The Tofu Interconnect 2 Tofu2 is a system interconnect designed for the Fujitsus next generation successor to the PRIMEHPC FX10 supercomputer. Tofu2 inherited the 6-dimensional mesh/torus network topology from its predecessor, and it increases the link throughput by two and half times. It is integrated into a newly developed SPARC64TM processor chip and takes advantages of system-on-chip implementation by removing off-chip I/O between a processor chip and an interconnect controller. Tofu2 also introduces new features such as the atomic read-modify-write communication functions, the session-mode control queue for the offloading of collective communications, and harmless cache injection technique to reduce communication latency.

An Efficient All-to-all Communication Algorithm for Mesh/Torus Networks

An efficient all-to-all communication algorithm for torus and mesh networks, A2AT, was proposed. A2AT schedules message sending sequence so that all links are fully used by exploiting function of concurrent message transfer in the node. By using A2AT, the hop count of messages equals the maximum number of messages sharing a link in their routes for all message transfers. A2AT can therefore maintain synchronization without the need for phasing operation such as an MPI barrier. When the VOQ which is an ideal configuration for A2AT was used, communication times for mesh/torus network obtained by A2AT were roughly 1.20 and 1.09 times higher, on average, than those of the ideal times. When the networks had the minimum number of virtual channels and a small buffer, assuming a practical network, A2AT was able to reduce communication times by 12.5% and 36.0% compared with those of the conventional algorithm. When two controllers are used, A2AT reduced 28.2% and 55.7% communication time with those by A2AND on 15×15×15 (=3,375 nodes) mesh and torus networks respectively (18.6% and 44.8% in average). A2AT also reduced 15.1% and 41.9% of communication time with those by A2AND on the same mesh and torus networks respectively (14.4% and 37.5% in average) when six controllers are used.

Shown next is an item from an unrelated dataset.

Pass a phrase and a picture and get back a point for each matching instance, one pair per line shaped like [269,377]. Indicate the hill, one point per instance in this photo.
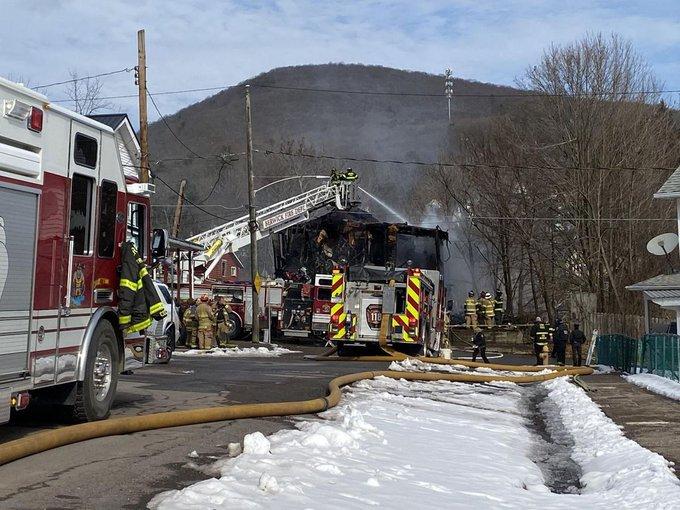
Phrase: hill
[379,126]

The design of advanced communication to reduce memory usage for exa-scale systems

Current MPI (Message Passing Interface) communication libraries require larger memories in proportion of the number of processes, and can not be used for exa-scale systems. This paper proposes a global memory based communication design to reduce memory usage for exa-scale communication. To realize exa-scale communication, we propose true global memory based communication primitives called Advanced Communication Primitives (ACPs). ACPs provide global address, which is able to use remote atomic memory operations on the global memory, RDMA (Remote Direct Memory Access) based remote memory copy operation, global heap allocator and global data libraries. ACPs are different from the other communication libraries because ACPs are global memory based so that house keeping memories can be distributed to other processes and programmers explicitly consider memory usage by using ACPs. The preliminary result of memory usage by ACPs is 70 MB on one million processes.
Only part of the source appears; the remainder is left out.